優れたセラピストのノウハウを研究した神経言語学として、NLP(ニューロ・リンギスティック・プログラム)というものがあります。コーチングやカウンセリングに生かされている心理学の一種で、コミュニケーション力を高める研修としても利用されています。その手法は、まず相手を理解することに始まり、信頼関係を築くことを目的としています。そして、このNLPではコミュニケーション力は誰でも習得可能な「技術」であるとしているのです。
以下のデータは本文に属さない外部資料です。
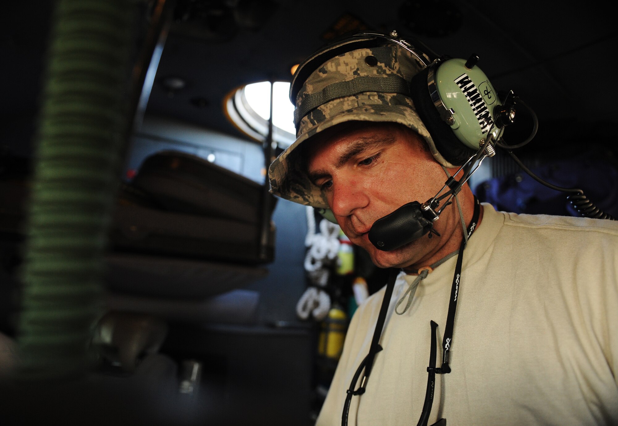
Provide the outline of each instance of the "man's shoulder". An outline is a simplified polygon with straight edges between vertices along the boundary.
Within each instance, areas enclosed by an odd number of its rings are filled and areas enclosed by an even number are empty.
[[[540,231],[547,230],[558,233],[566,232],[598,233],[608,236],[618,237],[618,221],[593,219],[588,217],[555,216],[546,214],[519,214],[498,212],[504,216],[504,225]],[[583,236],[584,234],[580,234]]]

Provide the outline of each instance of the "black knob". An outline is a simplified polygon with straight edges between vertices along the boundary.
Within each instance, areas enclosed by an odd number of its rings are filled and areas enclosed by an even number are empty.
[[[476,65],[476,62],[478,62],[478,56],[473,53],[470,55],[470,57],[468,58],[468,61],[466,61],[465,67],[468,70],[471,70],[474,65]]]
[[[496,105],[494,108],[494,121],[498,128],[515,122],[515,107],[512,105]]]

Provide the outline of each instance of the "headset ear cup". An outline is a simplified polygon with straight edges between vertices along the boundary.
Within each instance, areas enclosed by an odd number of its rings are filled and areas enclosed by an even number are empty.
[[[431,100],[427,86],[430,67],[412,77],[410,88],[417,113],[429,130],[431,138],[442,157],[454,165],[461,165],[475,151],[468,148],[453,133],[451,127],[440,117],[438,109]]]

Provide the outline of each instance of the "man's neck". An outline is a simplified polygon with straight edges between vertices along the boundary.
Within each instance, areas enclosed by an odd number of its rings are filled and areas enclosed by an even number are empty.
[[[472,216],[474,214],[475,201],[474,196],[472,194],[472,191],[469,188],[467,189],[468,190],[467,191],[467,193],[465,194],[465,196],[462,198],[464,199],[460,203],[462,204],[462,213],[464,215],[464,220],[467,227],[472,222]],[[462,191],[462,193],[464,192],[464,191]],[[450,220],[449,221],[449,226],[446,228],[447,232],[443,236],[438,237],[447,237],[444,240],[444,243],[439,246],[436,250],[428,253],[423,259],[420,259],[410,266],[403,268],[406,273],[415,275],[417,274],[417,271],[420,269],[435,264],[459,248],[462,240],[464,239],[464,231],[462,228],[461,217],[459,215],[459,211],[454,201],[451,208],[451,214],[449,215]],[[478,220],[477,221],[475,229],[478,229],[478,227],[481,225],[481,221],[483,220],[483,206],[481,206]]]

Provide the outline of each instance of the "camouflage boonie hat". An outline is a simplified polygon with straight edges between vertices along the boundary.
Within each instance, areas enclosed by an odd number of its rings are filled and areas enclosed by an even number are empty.
[[[298,67],[295,80],[311,59]],[[318,133],[350,120],[407,126],[427,141],[439,162],[452,167],[438,152],[408,96],[408,82],[425,67],[404,48],[392,44],[357,49],[329,59],[309,75],[295,96],[293,81],[290,91],[296,107],[297,139],[269,167],[271,192],[295,203],[328,208],[322,191],[299,161],[302,150],[296,148]]]

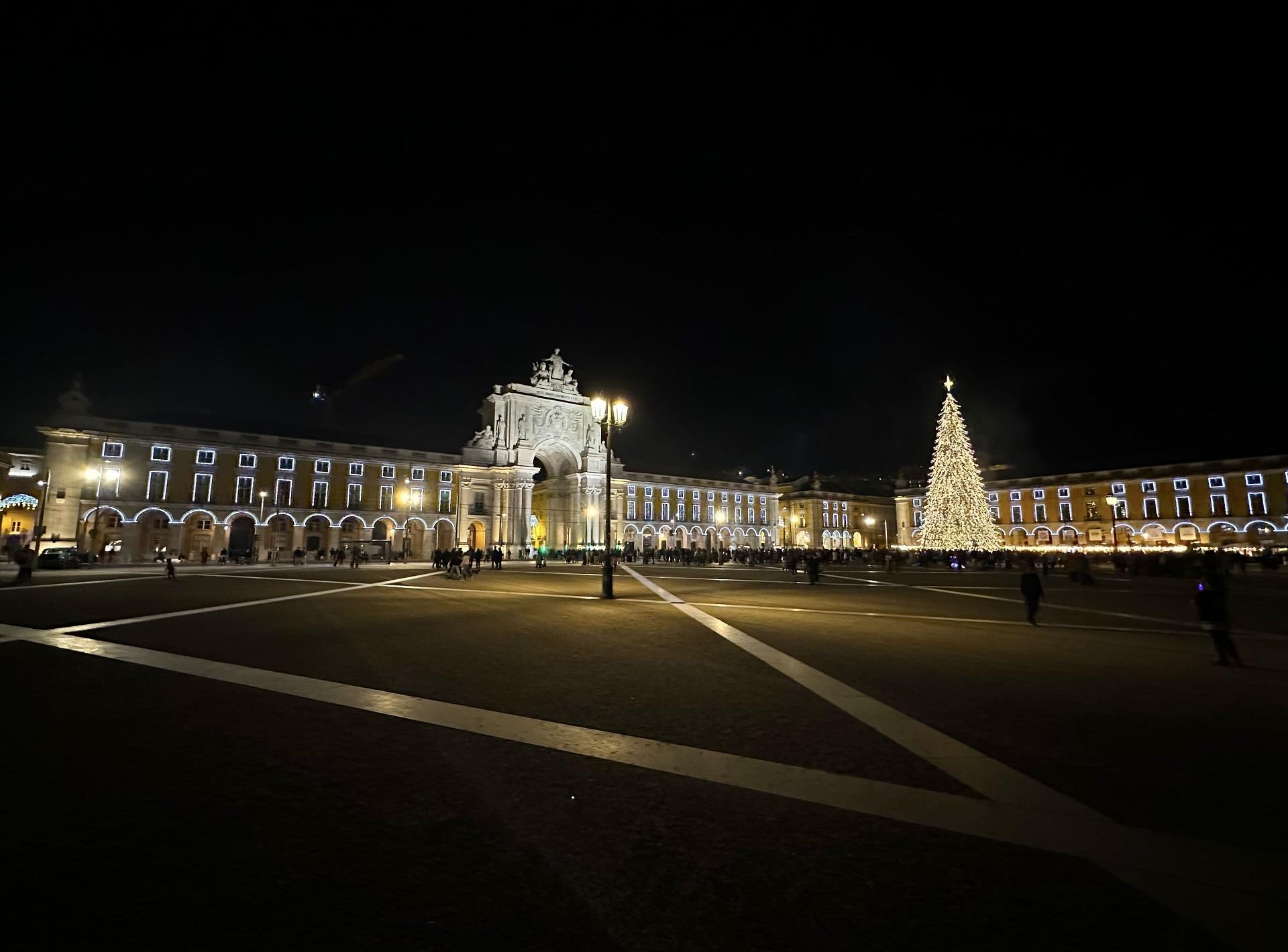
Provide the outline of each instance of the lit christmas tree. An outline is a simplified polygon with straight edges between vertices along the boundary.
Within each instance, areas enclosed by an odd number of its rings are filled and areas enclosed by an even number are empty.
[[[939,410],[935,455],[930,462],[930,490],[922,508],[921,545],[929,549],[987,549],[1002,547],[993,517],[988,512],[984,481],[975,464],[962,421],[961,407],[953,399],[953,378],[944,381],[948,395]]]

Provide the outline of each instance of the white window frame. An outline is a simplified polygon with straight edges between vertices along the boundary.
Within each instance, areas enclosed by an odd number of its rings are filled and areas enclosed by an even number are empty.
[[[161,495],[152,495],[152,477],[161,476]],[[148,502],[153,499],[157,502],[165,502],[166,495],[170,493],[170,473],[166,470],[148,470],[148,488],[147,498]]]

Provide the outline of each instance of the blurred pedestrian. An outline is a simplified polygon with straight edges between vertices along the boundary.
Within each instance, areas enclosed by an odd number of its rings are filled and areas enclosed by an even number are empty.
[[[1234,639],[1230,638],[1230,612],[1226,603],[1225,580],[1218,572],[1207,572],[1199,580],[1199,590],[1194,594],[1194,607],[1199,612],[1199,621],[1203,630],[1212,636],[1212,645],[1216,647],[1217,664],[1227,668],[1233,660],[1243,668],[1243,659],[1239,657]]]
[[[1042,579],[1038,576],[1037,566],[1030,558],[1020,575],[1020,596],[1024,598],[1024,611],[1029,616],[1029,624],[1038,623],[1038,602],[1043,597]]]

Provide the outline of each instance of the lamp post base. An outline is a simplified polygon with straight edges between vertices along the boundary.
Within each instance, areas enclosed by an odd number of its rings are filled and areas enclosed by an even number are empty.
[[[600,598],[613,598],[613,553],[604,549],[604,576],[599,589]]]

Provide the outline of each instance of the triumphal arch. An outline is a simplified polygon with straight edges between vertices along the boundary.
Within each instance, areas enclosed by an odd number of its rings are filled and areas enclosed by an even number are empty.
[[[608,453],[559,349],[532,364],[527,383],[493,386],[479,417],[483,428],[461,449],[461,542],[601,545]],[[612,466],[620,476],[621,462]]]

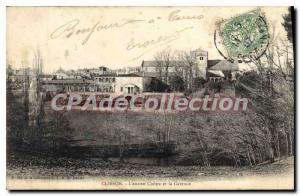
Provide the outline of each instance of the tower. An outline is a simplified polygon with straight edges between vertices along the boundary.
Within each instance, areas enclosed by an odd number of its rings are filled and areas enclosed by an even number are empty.
[[[203,77],[205,78],[207,61],[208,61],[208,52],[202,49],[197,49],[194,51],[196,56],[196,67],[194,71],[194,78]]]

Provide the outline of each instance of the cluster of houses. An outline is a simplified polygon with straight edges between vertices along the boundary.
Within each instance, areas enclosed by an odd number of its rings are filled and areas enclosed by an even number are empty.
[[[56,92],[137,94],[145,92],[146,86],[153,79],[159,79],[166,84],[169,83],[169,78],[174,76],[180,76],[185,80],[195,77],[203,77],[210,81],[233,80],[234,73],[239,72],[238,62],[208,60],[207,51],[198,49],[194,52],[197,60],[192,75],[189,72],[190,68],[181,61],[171,61],[168,65],[158,61],[142,61],[140,67],[122,69],[100,66],[75,71],[60,68],[53,74],[42,74],[42,86],[46,91]],[[15,70],[13,75],[14,80],[21,80],[24,70]]]

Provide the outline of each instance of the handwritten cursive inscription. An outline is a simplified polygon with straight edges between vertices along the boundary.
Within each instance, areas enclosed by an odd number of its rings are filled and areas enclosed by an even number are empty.
[[[126,49],[127,50],[144,49],[139,55],[137,55],[136,57],[131,59],[131,60],[135,60],[156,47],[168,44],[170,42],[173,42],[173,41],[179,39],[183,32],[190,30],[192,28],[194,28],[194,27],[192,27],[192,26],[185,27],[183,29],[179,29],[179,30],[175,31],[174,33],[171,33],[168,35],[160,35],[155,39],[146,40],[146,41],[137,42],[135,40],[135,38],[131,38],[131,40],[127,43]]]
[[[169,14],[169,18],[168,18],[169,21],[172,22],[172,21],[191,20],[191,19],[201,20],[204,18],[202,14],[187,16],[187,15],[179,15],[179,12],[181,12],[181,10],[172,11]]]
[[[143,21],[143,20],[132,19],[132,20],[127,20],[123,23],[114,22],[114,23],[109,23],[109,24],[101,24],[100,21],[97,21],[90,27],[78,28],[80,20],[74,19],[74,20],[68,21],[65,24],[57,27],[50,34],[50,38],[51,39],[56,39],[59,37],[70,38],[71,36],[85,35],[85,38],[83,39],[83,41],[81,43],[82,45],[85,45],[95,32],[109,30],[109,29],[119,29],[128,24],[135,23],[135,22],[141,22],[141,21]]]

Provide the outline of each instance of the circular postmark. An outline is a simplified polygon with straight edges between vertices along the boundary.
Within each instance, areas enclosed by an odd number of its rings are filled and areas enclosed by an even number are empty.
[[[259,59],[269,45],[269,31],[260,9],[218,24],[215,46],[226,59],[244,62]]]

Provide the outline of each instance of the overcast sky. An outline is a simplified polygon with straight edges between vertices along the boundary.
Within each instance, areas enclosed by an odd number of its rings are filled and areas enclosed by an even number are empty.
[[[39,48],[44,71],[107,66],[140,66],[165,48],[208,51],[222,59],[214,43],[216,23],[254,7],[9,7],[7,62],[31,65]],[[263,7],[269,26],[285,35],[286,7]],[[89,30],[89,31],[88,31]],[[85,31],[85,32],[84,32]]]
私が参加したNLPの研修では、医師や看護師などの医療関係者の参加が目立ちました。なぜ参加したのか?数人の医師に聞くところによると、患者との信頼関係を築くのにコミュニケーション力が欠かせないらしいのです。インフォームド・コンセントや問診の場で、ゆっくり時間をかけたいが、患者さん全員に対応するには時間限られている。限られた時間で、患者の話を良く聞き、信頼関係を築き、伝える技術が必要なのです。そして、やはり患者との関係性を強くすることが何よりも重要なのです。

実店舗の販売員に求められること

実店舗において、双方向コミュニケーションで脅威となりそうなネット通販との相違は、対面でのコミュニケーションの機会だと言えます。この機会を生かすことが実店舗の強みとなるのです。その機会を生かすには、販売員が顧客との関係性を築くためのコミュニケーション力を高めることが、大変重要なのです。販売員を非正規雇用でまかなっていた小売店も、最近では、正規雇用に切り替える傾向が見られます。販売員の待遇改善は、店頭販売員強化策の一手段であり、販売員に対する期待の表れでもあります。今後は、顧客をよく理解し、顧客との関係性を築き、商品の価値、サービスの価値を伝えるコミュニケーション力が販売員には求められるのです。また、そのための教育が、小売店にとっては売上拡大のチャンスであり、差別化された競争力に繋がると確信します。